I did eventually begin to assimilate to life in France, just in time to have to leave, but I had a plan: get back to Spain, through hell or high water. Spain was where I belonged, I figured, and things would work themselves out if I could make it back. So I accepted a spot in my current Master's program in Alcalá de Henares, and came back.



At first this year, I felt justified in my choice to move back to Spain, what I had been told was "the love of my life thus far." I was once again enjoying all those things that made living here worth it, like tapas and siestas. But as the year has gone on, my feelings have begun to evolve once again, towards negativity. Part of it is probably living in the province of Madrid, which I've never liked as well as Galicia, but I think there are two other factors that play a much larger role.

The first one is spending more time with other English speakers than I have since my study abroad days in Bilbao. This time around, it's not because I don't understand Spanish, but because we work together and we study together, and I haven't had a lot of free time to find quality Spanish friends in Madrid (other than an old Galician one who lives here now). Being around other Anglophones means having people to complain with about those little annoying parts of Spanish life. Every time we're given a random task to complete that seems utterly pointless and yet is required of us in order to stay legal here, every time something seems to have been organized bass ackwards, and every time we disagree with Spanish teaching methods, we have each other to turn to. That is wonderful, and it's a great stress reliever, but it's forcing those small annoyances to the forefront of my mind. Things that I learned to ignore during my 18 happy months in Galicia have begun to bother me again. I've remembered that there IS another way, one that makes logical sense and is efficient. This irritation is compounded by the fact that I'm so busy this year that I don't have the time to take advantage of the best parts of Spain--the food, the people, the sunshine, the cheap flights to interesting European destinations.
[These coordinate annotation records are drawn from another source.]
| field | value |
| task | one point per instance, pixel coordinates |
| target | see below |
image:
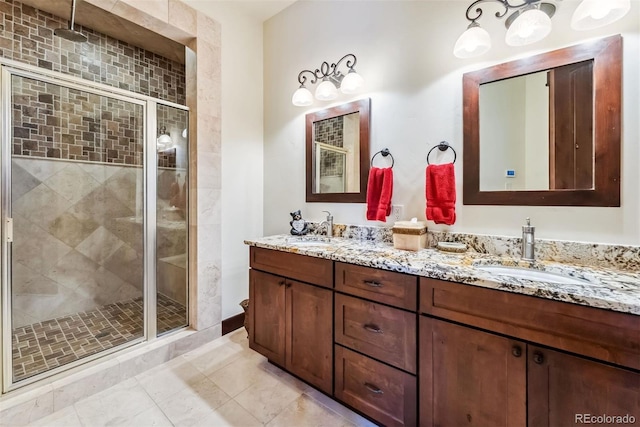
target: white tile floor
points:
(222, 383)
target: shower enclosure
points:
(94, 238)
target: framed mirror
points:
(545, 130)
(337, 153)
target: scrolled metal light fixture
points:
(331, 78)
(529, 23)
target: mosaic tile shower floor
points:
(46, 345)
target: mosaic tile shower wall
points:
(330, 132)
(26, 35)
(63, 123)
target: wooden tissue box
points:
(408, 235)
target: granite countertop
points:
(601, 288)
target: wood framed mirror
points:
(337, 153)
(545, 130)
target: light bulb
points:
(592, 14)
(302, 97)
(473, 42)
(529, 27)
(352, 82)
(326, 91)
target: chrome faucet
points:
(328, 223)
(528, 242)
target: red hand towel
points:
(441, 193)
(379, 193)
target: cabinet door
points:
(564, 390)
(469, 377)
(267, 315)
(309, 338)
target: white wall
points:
(404, 52)
(537, 145)
(242, 144)
(503, 134)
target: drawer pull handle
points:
(373, 283)
(373, 328)
(538, 357)
(516, 351)
(373, 389)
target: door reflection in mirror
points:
(337, 154)
(536, 131)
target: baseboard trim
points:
(232, 323)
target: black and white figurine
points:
(299, 226)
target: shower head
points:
(70, 33)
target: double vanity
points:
(447, 339)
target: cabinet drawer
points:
(388, 287)
(602, 334)
(385, 394)
(308, 269)
(385, 333)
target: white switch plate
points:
(397, 212)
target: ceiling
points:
(260, 10)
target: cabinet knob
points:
(373, 283)
(373, 328)
(538, 357)
(516, 350)
(373, 389)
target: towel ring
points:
(385, 152)
(443, 146)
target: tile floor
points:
(45, 345)
(222, 383)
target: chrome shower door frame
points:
(150, 172)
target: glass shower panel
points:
(171, 218)
(77, 194)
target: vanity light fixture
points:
(530, 23)
(164, 141)
(331, 79)
(592, 14)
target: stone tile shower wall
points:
(26, 35)
(77, 237)
(63, 123)
(77, 206)
(330, 131)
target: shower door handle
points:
(9, 230)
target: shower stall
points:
(94, 221)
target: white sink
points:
(531, 274)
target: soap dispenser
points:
(528, 242)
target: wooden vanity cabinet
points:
(470, 376)
(376, 336)
(563, 387)
(481, 357)
(291, 322)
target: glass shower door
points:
(77, 199)
(171, 218)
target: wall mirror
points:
(545, 130)
(337, 153)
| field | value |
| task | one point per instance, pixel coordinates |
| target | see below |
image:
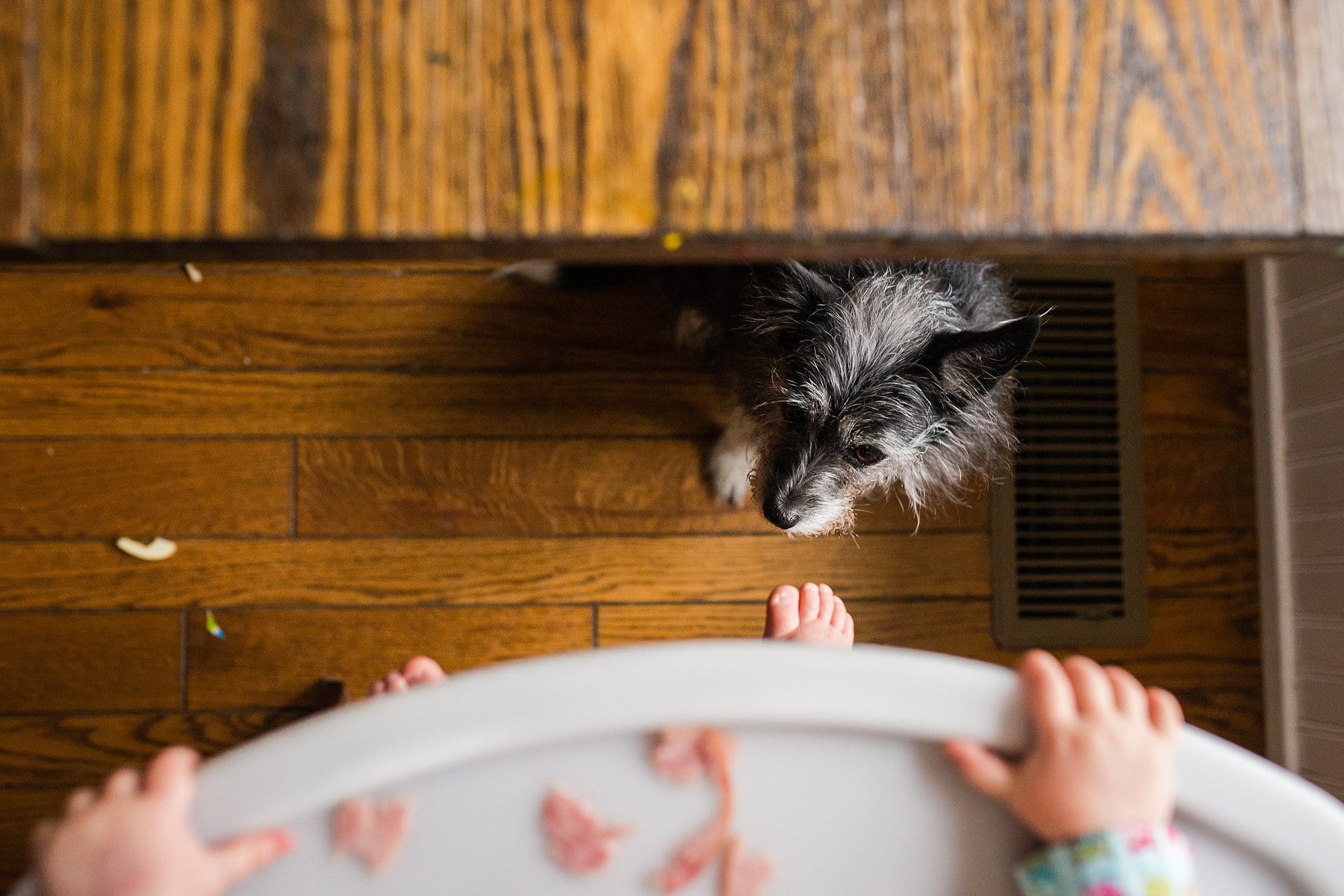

That brings me to the second factor in my current negative feelings toward Spain. This year, I'm working full-time as an assistant in a Spanish school. I'm there as much as the regular teachers are, and I share many of their responsibilities. But yes, I am STILL an assistant. This is the fourth year I've worked as an assistant, and some of the realities of the job are starting to make me crazy. I think to myself, if only I had my own classroom, if only I could run things the way I want to, if only I could plan my own classes. I could handle those realities when they came in exchange for a life full of free time, friends, and travel. But now? I work all the time, I get paid half of what a Spanish teacher does, and I have no life, no freedom to enjoy all those things I once loved about Spain. And that's fine for right now, but someday soon I'm going to want something more.

And the problem with Spain is, it can't offer me that. I can probably find a way to stay here indefinitely, yes. As an assistant. Moving regions every year or two. But can I ever have stability, a decent salary, and enjoyable working conditions? No, no and no.

Spain for me is starting to become like that boyfriend you have when you're young, who you love so much and you think you'll be with forever, until you realize he can't offer you any stability.

And so what happens? You break up. I'm starting to wonder if a breakup between me and Spain is in the near future. I've had so many ups and downs with Spain and still stuck with it that I really did think it was true love...but I'm starting to grow up now. I'm starting to want to put my things away and not have to worry about packing them into a suitcase again 9 months later, and that's how things will always be for me in Spain, I think.

My emotional journey with Spain isn't quite over yet, but this is the direction it's headed in for now, and although that makes me sort of nostalgic and sad for days gone by, I think it's what's right.

So I'm probably going to be in the market for a new country to fall in love with soon, and hopefully it will be THE ONE, and not just another ex-love writing sweet nothings in my passport. Any ideas?